My first-born is now a first-grader.

The school day is longer, there will be homework, and ... his lunch will be eaten in a remote location.

Through the spring I wondered: pack or pay? School lunch isn’t expensive, and quality looked acceptable. But eventually I decided that since my mother packed my lunches, I was going to pack them for my kids.

Time to hit the library.

While there are not as many school lunch cookbooks as there are, say, cookie cookbooks or throw-a-party cookbooks, there were enough to get me started.
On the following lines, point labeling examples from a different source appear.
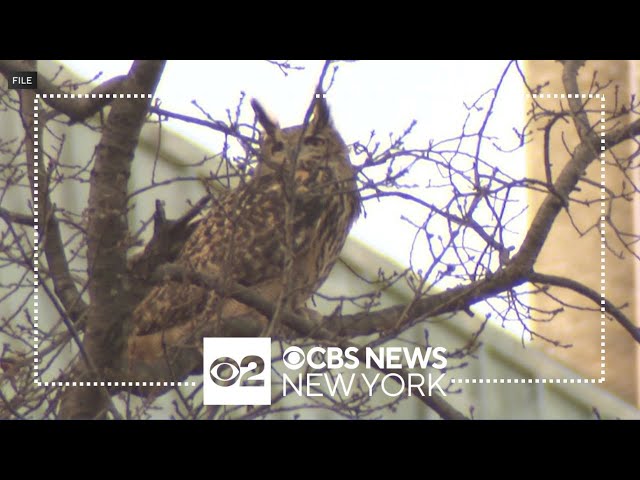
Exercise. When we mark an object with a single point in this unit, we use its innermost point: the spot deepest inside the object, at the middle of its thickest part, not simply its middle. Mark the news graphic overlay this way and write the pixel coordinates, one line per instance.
(237, 371)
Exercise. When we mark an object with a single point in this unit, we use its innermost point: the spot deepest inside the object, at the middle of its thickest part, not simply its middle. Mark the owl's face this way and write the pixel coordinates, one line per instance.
(317, 144)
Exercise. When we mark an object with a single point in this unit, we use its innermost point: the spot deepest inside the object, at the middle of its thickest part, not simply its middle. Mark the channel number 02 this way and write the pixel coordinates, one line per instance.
(225, 371)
Brown Bag Success: Making Healthy Lunches Your Kids Won’t Trade, by nutritionists Sandra K. Nissenberg and Barbara N. Pearl, is small and inexpensive and doesn’t waste space on things my son wouldn’t dream of eating.

The soup and sandwich sections start with categories to mix and match. The recipes are pitch-perfect for kids: Check out “Inside-Out Cheese Sandwiches,” in which the cheese is on the outside, the bread on the inside, smashed together with a rolling pin.

The “Personal Touch” section steeled my resolve as I recalled the little stick figures sketched on my own lunch bags by a mother who never allowed her lack of artistic training to get in the way of a good laugh.

But it was the monthly menu that really sold me. Right there, on pages 20–21, is four weeks’ worth of proof that packed lunches don’t have to be boring.

My other favorite isn’t exactly a lunch book, but it addresses my fears from a different angle. I’m afraid my vegetable- packing, like my son’s vegetable-eating, will largely consist of pre-cut carrots and broccoli.

In Gimme Five!, Nicola Graimes offers techniques for making fruits and veggies palatable and loads of concise information about the particular benefits of each food.

Graimes gives enticing (though not necessarily packable) recipes, only one per food, but lots of serving suggestions as well. “Sticky Date Muffins with Toffee Sauce” sounds like the sort of thing my son wouldn’t trade. And I think I could sneak some grated celeriac into the coleslaw he willingly consumes.

But as Ann Cooper and Lisa M. Holmes point out in Lunch Lessons, even if I’m packing lunches, I still should pay attention to what’s being served in school. “[I]f all the cool kids eat fast food, fast food will be the food of choice no matter what Mom and Dad are cooking at home.” Oh, dear.

Cooper and Holmes review the history of food served at school. They discuss why the Spiderman lunch box my son got for his birthday might give me second thoughts, and tell inspiring stories of projects that bring locally grown food into the schools.

Their recipes for breakfast and lunch are a bit more complicated than those in Brown Bag Success, interspersed with little items about the contents of Chicken McNuggets that inspire me to work harder.

My son’s first school lunch comprised leftover pasta-with-broccoli, a slice of bread with jam, a small apple, a frozen juice box to keep the pasta cool (tip from my summer reading), and two cookies.

He liked it, and he even remembered to bring home the container and the fork.